No one told me what life was like with kids – I am talking REAL life…the blogs in the near future will give you insight to what I am I am referring to.
Let me explain how those two things GO together. When I gave birth…no one said to me welcome to having an audience for the rest of your life…and unlike the TV your watching, your audience is in full active participation of the show your hosting.
So, I try my hardest to always get the little humans busy so I can shower in peace. Mostly because I do not need an audience with me for this event. Without fail, they are in there within minutes. All of them. It always starts out – “hey can you draw me in the fog?” Of course, that will always come while I have soap dripping down my face.
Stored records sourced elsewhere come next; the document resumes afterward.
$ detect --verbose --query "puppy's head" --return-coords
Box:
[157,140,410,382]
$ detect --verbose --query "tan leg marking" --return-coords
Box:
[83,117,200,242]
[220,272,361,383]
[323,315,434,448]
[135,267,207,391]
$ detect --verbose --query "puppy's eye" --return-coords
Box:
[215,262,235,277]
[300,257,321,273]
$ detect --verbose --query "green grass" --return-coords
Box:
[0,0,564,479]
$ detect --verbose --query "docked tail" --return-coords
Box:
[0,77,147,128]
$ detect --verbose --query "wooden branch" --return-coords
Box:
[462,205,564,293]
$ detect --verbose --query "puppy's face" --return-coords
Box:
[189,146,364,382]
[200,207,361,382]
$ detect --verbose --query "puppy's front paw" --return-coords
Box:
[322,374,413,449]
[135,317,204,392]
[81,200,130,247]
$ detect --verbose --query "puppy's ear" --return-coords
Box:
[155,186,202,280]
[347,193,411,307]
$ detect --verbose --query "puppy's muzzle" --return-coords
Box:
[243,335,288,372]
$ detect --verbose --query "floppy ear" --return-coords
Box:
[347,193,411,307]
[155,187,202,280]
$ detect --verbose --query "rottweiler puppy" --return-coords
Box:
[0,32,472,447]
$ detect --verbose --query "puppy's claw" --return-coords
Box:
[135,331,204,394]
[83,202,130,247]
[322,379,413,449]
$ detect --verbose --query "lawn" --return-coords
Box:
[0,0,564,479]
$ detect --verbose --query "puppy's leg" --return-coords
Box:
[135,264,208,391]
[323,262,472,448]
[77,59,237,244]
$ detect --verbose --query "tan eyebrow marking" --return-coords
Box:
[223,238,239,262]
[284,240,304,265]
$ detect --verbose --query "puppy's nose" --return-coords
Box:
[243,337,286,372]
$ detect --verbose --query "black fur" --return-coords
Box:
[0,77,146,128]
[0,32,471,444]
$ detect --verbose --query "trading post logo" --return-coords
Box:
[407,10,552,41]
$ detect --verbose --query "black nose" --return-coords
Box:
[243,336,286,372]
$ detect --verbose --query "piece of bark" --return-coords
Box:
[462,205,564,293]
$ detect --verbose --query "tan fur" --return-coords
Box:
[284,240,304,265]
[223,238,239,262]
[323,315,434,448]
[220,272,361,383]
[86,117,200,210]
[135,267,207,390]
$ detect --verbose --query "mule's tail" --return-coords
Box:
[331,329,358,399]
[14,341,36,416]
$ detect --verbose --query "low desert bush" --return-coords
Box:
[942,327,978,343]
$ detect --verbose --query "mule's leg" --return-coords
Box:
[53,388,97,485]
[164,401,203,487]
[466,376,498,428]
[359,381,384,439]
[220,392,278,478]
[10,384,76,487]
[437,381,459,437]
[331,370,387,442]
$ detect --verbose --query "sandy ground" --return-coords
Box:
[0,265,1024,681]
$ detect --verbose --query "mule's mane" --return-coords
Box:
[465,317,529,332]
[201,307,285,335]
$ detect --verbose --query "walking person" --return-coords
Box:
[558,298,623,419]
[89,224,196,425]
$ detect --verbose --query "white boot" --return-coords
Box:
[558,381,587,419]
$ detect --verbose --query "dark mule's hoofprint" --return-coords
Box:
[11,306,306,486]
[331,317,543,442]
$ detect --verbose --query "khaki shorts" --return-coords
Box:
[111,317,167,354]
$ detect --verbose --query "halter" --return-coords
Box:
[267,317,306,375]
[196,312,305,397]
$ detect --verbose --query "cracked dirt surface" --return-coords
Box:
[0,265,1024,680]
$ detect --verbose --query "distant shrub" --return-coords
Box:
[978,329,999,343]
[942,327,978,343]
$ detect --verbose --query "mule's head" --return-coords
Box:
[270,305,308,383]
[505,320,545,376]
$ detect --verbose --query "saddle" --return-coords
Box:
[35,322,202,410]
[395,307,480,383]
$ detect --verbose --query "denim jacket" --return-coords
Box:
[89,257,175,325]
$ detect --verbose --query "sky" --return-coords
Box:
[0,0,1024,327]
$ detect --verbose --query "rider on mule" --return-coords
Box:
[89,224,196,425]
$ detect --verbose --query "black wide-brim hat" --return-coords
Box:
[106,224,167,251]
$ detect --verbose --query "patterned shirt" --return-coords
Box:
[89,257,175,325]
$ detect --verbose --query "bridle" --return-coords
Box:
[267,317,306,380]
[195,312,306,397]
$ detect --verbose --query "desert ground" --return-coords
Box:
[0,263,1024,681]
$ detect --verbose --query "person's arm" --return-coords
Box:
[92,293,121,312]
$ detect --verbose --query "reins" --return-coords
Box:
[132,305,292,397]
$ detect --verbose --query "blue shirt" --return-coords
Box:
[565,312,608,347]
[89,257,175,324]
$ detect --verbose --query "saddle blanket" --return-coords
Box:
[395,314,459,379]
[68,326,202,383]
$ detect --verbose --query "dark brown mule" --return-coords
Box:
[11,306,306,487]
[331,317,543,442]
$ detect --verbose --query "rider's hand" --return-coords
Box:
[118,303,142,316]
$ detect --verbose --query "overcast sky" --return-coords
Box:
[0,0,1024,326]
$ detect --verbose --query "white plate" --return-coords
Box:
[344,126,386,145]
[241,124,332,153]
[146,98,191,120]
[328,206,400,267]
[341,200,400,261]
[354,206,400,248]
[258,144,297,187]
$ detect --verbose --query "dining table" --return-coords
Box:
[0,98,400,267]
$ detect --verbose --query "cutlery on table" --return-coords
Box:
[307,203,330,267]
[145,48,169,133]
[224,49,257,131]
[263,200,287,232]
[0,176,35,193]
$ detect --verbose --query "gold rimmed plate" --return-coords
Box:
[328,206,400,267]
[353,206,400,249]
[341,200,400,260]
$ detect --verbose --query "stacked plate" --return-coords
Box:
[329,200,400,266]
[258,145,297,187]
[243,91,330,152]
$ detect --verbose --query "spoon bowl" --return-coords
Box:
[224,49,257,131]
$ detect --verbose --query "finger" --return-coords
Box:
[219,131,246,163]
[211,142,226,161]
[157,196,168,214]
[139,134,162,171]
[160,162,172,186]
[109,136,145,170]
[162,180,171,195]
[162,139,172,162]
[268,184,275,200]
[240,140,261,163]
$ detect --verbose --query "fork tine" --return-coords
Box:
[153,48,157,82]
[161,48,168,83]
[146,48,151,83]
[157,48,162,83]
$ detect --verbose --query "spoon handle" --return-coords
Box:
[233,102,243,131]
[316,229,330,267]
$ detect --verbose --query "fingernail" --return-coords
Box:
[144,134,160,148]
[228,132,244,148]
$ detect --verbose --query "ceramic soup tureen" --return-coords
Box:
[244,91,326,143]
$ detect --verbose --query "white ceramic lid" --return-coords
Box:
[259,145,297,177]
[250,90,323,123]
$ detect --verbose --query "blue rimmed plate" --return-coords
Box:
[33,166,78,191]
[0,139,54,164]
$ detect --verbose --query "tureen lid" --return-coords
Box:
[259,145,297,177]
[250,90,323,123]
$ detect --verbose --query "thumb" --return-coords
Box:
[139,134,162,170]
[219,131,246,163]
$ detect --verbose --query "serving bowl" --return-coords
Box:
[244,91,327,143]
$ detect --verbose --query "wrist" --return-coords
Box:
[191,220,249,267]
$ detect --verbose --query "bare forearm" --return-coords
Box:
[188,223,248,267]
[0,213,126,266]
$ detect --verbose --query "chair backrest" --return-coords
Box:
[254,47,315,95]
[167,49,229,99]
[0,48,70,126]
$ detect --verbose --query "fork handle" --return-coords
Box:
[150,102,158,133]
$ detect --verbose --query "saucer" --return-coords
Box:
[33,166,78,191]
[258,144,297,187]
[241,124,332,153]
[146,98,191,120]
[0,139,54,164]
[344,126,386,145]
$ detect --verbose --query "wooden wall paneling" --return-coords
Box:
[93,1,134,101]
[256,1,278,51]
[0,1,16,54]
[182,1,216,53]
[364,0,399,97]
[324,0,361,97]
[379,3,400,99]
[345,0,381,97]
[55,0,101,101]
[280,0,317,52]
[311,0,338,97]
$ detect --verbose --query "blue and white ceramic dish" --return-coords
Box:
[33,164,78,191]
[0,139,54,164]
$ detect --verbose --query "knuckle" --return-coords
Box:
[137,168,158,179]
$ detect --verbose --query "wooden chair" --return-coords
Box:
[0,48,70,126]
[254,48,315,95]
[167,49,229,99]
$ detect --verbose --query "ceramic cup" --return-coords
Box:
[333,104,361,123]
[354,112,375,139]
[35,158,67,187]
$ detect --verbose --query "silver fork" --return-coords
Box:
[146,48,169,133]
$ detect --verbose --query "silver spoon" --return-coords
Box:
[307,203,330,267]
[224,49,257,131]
There am I am drawing on the glass with one hand and trying to keep from going blind with the other. Then the cycle continues, “hey can you sing, hey can you – ”
But the real problem comes once the fog is gone. “What is that!?? Is that your belly? Why do you have that scar? Is that hair? Your Butt is”... I could get more graphic but you get the picture…
All the while you want to scream at them – seriously? Do you know that you little – you did this to me. I used to be okay! (AND HERE IS WHERE YOUR ESTEEM CHANGES) You pause and your brain starts an all new line of thinking : I think that I used to be okay…? Wait was this what I always looked like? And if they are noticing this stuff, How bad is it? Hair is hair right? Do you think that this is what all people look like? I mean they are young and always say nice things to their moms right? WOW it must be bad. Is this what I look like from behind? Are your butt cheeks suppose to rest on the back of your knees? I hope they keep these secrets to themselves. Ugh, is there a soap for this or that?
Just when you feel like you’ve hit bottom, they start to fight and you have to get out. Thinking today – today is the day I will make an effort to be put together. But the fighting continues and you end up – putting on your “fancy” pants (other wise known as: given ups, sweats, sweat pants, yoga pants, elastic lovers, cotton cozies, call them what you will) and realize as you look in the mirror…Well it could be worse, I could have not fit into these and my face could have… no wait, I don’t and I do!
Good thing, I managed to draw a pretty good giraffe on the glass today. I am sure that is a talent worth bragging about. We won’t even go into my shower singing talents…OFF. THE.CHARTS. I am sure in the end – those are the things my kids came upstairs for, not to break me a little more each day.